Effects of the Planetary Temperature on the Circumplanetary Disk and on the Gap

Abstract: Circumplanetary disks regulate the late accretion to the giant planet and serve as the birthplace for satellites. Understanding their characteristics via simulations also helps to prepare for their observations. Here we study disks around 1, 3, 5, 10 $\mathrm{M_{Jup}}$ planets with three dimensional, global radiative hydrodynamic simulations with sub-planet peak resolution, and various planetary temperatures. We found that as the 1 $\mathrm{M_{Jup}}$ planet radiates away its formation heat, the circumplanetary envelope transitions to a disk between $T_p = 6000$ K and 4000 K. In the case of 3-10 $\mathrm{M_{Jup}}$ planets a disk always forms. The temperature profile of the circumplanetary disks is very steep, the inner 1/6th is over the silicate condensation temperature and the entire disk is above water freezing point, making satellite formation impossible in this early stage ($<$1 Myr). Satellites might form much later and first in the outer parts of the disk migrating inwards later on. Our disk masses are $1, 7, 20, 40 \times 10^{-3}\mathrm{M_{Jup}}$ for the 1, 3, 5, 10 $\mathrm{M_{Jup}}$ gas giants respectively, and we provide an empirical formula to estimate the subdisk masses based on the planet- and circumstellar disk mass.

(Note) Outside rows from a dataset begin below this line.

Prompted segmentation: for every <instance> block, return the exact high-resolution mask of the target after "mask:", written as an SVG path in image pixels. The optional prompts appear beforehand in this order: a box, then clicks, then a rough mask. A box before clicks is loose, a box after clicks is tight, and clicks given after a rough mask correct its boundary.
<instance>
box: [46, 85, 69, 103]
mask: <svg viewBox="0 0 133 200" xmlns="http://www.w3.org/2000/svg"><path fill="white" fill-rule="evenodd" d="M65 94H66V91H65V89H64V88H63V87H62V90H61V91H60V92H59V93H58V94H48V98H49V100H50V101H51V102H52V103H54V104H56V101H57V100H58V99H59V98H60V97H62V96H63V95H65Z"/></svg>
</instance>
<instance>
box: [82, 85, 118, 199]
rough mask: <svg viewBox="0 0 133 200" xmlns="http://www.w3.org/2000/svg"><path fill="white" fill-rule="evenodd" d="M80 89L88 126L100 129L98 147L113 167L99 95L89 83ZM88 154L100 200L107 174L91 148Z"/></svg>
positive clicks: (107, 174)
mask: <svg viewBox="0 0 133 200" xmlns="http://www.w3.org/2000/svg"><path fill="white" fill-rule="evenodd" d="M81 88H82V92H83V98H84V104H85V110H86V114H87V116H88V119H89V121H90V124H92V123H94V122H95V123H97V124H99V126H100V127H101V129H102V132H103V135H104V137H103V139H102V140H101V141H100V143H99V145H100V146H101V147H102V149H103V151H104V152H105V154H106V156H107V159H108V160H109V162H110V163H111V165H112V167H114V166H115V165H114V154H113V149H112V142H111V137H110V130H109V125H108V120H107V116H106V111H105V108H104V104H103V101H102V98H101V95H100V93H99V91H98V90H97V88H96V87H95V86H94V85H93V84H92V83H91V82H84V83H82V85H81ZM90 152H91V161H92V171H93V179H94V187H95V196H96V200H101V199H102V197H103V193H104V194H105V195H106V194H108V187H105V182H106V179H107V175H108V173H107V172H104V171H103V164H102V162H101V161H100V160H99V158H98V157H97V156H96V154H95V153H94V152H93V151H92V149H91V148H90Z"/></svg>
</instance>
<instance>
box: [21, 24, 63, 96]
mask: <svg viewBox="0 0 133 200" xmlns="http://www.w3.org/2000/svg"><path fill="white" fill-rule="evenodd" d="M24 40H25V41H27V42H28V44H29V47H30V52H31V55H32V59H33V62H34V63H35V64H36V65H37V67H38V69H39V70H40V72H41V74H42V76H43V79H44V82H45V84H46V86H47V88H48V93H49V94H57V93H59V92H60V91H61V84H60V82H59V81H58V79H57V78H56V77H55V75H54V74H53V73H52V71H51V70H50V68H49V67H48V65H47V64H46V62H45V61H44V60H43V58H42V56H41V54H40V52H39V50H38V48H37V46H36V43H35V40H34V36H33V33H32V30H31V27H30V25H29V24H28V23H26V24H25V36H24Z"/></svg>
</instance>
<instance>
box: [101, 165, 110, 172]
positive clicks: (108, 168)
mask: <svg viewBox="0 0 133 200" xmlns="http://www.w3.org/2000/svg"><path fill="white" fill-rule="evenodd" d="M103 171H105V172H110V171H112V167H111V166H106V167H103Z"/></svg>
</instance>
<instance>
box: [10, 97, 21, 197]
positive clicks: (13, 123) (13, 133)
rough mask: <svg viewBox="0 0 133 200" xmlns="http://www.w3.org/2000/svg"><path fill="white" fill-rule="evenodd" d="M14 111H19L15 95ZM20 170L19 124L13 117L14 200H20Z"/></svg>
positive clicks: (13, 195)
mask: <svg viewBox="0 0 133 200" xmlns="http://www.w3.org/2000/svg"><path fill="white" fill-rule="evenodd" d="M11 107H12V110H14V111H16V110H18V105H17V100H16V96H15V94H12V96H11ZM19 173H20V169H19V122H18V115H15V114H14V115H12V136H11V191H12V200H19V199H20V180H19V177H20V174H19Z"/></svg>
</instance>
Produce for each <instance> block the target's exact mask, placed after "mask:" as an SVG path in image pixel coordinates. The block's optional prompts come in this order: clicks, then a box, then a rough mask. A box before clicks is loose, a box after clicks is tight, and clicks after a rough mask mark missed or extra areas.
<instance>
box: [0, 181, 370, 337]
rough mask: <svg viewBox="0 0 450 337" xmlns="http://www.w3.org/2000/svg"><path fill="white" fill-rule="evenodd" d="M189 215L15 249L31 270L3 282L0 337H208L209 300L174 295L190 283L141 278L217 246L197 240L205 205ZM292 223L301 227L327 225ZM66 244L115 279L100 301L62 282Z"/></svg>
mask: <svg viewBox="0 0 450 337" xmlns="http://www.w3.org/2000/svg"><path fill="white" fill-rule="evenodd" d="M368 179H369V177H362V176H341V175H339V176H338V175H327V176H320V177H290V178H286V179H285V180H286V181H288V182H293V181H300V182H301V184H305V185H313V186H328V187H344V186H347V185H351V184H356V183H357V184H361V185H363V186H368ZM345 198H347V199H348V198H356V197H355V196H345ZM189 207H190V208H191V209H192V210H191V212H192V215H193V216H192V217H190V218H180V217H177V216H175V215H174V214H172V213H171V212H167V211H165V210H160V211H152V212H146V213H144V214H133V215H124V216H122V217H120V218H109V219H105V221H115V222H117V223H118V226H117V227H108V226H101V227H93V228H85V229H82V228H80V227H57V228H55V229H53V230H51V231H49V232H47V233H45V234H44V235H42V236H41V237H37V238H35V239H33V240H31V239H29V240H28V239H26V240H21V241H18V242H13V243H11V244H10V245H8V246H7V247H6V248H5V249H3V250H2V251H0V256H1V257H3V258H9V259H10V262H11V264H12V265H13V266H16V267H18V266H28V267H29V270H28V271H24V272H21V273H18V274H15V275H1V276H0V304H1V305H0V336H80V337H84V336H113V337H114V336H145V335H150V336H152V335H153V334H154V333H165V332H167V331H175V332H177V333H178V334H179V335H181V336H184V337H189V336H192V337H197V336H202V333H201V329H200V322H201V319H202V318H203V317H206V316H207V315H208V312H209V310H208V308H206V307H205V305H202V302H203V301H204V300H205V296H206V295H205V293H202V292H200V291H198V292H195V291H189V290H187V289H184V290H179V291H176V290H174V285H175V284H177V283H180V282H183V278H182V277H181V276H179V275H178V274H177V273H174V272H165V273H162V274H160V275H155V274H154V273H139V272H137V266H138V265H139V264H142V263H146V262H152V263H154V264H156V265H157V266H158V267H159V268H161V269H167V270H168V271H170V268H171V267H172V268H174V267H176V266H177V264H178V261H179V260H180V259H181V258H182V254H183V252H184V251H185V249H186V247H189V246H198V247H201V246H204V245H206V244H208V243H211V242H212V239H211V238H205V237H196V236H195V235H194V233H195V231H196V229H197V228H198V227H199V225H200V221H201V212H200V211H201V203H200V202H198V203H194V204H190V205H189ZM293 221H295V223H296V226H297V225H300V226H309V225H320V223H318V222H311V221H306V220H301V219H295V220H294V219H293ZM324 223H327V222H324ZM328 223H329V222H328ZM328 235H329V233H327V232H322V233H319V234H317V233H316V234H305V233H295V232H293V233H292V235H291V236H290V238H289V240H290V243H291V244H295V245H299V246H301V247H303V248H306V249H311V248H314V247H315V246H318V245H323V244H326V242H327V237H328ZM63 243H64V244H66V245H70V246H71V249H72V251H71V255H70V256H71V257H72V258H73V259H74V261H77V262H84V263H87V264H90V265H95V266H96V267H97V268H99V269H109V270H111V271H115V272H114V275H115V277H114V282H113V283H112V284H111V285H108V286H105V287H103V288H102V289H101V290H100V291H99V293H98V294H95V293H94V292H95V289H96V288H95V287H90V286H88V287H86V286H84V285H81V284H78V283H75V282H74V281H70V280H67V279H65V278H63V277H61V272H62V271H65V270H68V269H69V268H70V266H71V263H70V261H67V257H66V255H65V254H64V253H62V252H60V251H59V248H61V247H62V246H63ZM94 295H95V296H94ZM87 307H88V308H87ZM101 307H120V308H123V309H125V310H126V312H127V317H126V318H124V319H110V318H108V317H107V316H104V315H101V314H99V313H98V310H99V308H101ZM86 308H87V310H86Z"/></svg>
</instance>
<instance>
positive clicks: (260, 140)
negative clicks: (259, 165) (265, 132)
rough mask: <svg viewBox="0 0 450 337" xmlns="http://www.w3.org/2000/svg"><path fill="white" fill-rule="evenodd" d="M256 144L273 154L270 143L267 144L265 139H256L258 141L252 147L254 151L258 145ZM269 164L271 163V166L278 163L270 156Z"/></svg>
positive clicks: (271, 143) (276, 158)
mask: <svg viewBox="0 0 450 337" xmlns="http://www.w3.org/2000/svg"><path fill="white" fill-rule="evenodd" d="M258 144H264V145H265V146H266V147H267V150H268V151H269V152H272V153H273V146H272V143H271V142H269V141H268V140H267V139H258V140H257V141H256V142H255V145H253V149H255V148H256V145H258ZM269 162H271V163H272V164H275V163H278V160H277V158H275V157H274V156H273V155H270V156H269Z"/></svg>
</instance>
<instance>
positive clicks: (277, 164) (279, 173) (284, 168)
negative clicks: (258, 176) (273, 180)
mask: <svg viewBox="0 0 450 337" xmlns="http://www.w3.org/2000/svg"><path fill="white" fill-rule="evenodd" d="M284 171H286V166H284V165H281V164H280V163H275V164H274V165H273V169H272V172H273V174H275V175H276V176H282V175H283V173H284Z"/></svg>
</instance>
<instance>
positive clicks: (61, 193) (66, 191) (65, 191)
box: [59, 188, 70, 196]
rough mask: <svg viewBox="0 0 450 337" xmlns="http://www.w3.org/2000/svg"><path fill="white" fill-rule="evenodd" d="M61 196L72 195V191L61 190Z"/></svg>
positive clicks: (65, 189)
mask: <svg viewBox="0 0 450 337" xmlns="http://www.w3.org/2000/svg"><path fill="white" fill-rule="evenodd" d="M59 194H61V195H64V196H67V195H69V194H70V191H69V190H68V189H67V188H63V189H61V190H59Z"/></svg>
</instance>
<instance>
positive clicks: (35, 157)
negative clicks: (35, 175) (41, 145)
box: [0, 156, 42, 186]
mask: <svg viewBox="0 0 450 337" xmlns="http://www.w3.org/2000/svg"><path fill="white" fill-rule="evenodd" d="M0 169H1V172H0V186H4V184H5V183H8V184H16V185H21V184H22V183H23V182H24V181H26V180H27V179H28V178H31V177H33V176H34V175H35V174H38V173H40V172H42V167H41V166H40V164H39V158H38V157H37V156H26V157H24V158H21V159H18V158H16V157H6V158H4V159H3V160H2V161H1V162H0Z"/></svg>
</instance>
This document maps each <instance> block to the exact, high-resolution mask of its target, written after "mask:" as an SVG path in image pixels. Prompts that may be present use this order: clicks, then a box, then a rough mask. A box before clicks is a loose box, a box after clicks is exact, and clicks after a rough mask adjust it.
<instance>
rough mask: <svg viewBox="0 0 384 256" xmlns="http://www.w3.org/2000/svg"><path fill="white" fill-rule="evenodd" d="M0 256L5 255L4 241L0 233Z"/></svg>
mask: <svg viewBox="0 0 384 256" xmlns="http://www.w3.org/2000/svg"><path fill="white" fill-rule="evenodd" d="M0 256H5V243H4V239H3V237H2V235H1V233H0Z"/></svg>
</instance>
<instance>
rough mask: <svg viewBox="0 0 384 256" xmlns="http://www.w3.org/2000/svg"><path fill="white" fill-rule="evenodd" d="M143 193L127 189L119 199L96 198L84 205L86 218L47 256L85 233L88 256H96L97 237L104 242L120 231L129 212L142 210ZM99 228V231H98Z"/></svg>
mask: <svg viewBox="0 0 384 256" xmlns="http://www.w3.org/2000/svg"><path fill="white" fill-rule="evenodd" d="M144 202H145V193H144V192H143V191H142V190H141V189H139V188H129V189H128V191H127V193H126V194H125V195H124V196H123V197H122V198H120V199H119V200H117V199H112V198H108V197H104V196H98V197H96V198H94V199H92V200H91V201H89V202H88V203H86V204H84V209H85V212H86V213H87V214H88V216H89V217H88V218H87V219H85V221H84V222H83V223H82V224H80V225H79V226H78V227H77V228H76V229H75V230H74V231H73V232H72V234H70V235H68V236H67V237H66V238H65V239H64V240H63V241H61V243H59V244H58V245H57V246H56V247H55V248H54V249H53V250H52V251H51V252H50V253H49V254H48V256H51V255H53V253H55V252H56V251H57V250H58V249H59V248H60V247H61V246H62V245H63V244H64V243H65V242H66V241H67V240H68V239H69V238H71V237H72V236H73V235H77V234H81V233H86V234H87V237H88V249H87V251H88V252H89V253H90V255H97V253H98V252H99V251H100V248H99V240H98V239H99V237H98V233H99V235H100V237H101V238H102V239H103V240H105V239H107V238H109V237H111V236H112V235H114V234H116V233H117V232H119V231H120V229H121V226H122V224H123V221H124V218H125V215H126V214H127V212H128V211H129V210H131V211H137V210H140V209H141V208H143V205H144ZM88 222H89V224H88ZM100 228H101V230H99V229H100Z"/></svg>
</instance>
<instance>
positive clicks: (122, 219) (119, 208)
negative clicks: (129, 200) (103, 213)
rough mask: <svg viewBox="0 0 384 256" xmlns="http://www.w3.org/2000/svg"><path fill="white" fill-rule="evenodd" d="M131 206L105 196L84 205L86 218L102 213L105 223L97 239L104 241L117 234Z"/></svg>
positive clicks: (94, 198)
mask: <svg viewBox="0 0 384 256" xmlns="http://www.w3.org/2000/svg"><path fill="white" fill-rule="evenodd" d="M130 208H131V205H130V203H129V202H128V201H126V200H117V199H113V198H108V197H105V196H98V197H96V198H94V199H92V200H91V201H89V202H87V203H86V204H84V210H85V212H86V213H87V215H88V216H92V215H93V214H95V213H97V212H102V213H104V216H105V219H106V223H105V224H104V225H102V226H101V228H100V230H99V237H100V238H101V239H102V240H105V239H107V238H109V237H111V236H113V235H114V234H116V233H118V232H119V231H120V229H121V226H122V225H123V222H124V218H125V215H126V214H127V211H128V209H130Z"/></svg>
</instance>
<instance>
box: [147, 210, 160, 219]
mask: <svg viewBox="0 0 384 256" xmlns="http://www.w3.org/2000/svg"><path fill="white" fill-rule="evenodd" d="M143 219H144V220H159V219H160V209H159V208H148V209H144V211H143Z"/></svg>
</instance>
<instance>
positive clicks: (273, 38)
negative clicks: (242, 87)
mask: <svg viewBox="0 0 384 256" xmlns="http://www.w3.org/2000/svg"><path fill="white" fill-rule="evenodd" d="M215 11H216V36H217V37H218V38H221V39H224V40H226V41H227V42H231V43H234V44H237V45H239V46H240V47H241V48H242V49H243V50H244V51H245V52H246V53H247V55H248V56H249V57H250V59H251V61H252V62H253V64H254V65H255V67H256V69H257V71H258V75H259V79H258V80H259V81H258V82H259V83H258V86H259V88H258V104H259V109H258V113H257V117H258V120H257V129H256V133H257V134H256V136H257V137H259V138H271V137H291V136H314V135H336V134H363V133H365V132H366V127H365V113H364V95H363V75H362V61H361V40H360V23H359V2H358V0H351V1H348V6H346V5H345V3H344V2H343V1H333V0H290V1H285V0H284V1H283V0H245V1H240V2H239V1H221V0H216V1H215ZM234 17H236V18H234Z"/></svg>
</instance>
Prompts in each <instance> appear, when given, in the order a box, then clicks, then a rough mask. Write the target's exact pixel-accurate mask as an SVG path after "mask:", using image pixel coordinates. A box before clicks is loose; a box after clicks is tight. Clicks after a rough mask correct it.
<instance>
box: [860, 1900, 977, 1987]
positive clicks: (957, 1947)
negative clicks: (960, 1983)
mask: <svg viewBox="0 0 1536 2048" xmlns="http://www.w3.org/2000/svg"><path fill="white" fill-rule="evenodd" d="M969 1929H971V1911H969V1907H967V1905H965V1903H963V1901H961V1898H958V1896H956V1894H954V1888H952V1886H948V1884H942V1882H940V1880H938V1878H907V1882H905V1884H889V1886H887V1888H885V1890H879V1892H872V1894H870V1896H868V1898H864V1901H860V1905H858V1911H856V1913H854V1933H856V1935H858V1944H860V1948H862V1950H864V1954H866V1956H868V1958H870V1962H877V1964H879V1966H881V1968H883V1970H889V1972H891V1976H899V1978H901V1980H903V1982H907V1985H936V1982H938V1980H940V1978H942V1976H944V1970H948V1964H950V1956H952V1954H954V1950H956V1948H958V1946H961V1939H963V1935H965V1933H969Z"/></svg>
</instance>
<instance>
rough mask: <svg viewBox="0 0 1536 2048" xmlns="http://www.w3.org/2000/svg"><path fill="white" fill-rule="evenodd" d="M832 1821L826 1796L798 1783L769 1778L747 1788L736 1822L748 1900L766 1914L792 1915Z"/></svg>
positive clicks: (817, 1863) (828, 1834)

Our finding is that the cooler the planet, the lower the temperature of the subdisk, the higher the vertical influx velocities, and the planetary gap is both deeper and wider. We also show that the gaps in 2D and 3D are different. The subdisk eccentricity increases with planetary mass and violently interacts with the circumstellar disk, making satellite-formation less likely, if $\mathrm{M_p} \gtrsim 5 \mathrm{M_{Jup}}$.